Certes, il est difficile de résister à la franchise et à la candeur que respirent ces paroles : ces qualités-là sont de celles qui n’abandonnent jamais Zinzendorf. Nous croyons qu’après l’explication qu’il vient de donner de sa conduite, bien des lecteurs seront disposés à résoudre d’une manière favorable pour lui la question que nous avons posée plus haut.
A la fin de son séjour à Francfort, en décembre 1736, Zinzendorf réunit en synode les anciens de Herrnhout et plusieurs Frères dispersés pour le service du Seigneur. C’est le premier synode de la nouvelle église des Frères. Il eut lieu au château de Marienborn, situé à quelques lieues de Francfort et appartenant à un parent de Zinzendorf. Le comte aimait les synodes, » dit Spangenberg, et s’est donné beaucoup de peine pour en organiser chez les Frères. » Ils devinrent de plus en plus nécessaires, à mesure que l’église morave se répandit en différents pays. Lorsque les circonstances extérieures (la guerre de sept ans par exemple) ne rendirent pas la chose impossible, Zinzendorf convoqua tous les trois ans un synode général, tantôt dans un endroit, tantôt dans un autre. Il y avait en outre des synodes provinciaux.

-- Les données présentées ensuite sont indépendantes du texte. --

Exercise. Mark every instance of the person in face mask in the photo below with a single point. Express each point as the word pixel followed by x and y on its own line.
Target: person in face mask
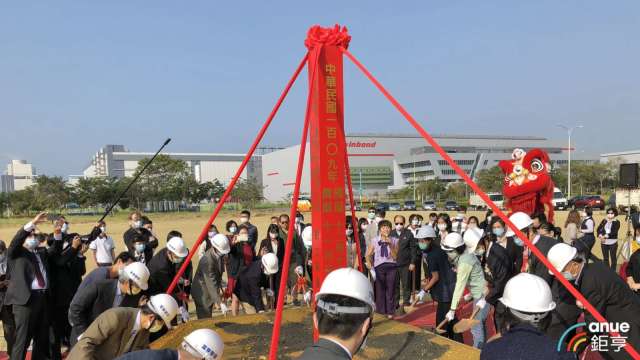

Peu après, le comte partit pour Amsterdam, accompagné de la comtesse, de son ami Watteville et de quelques autres Frères. Il se proposait de passer de là en Angleterre. Il désirait faire reconnaître l’église des Frères par l’église anglicane, afin d’ouvrir les colonies britanniques aux missionnaires de Herrnhout.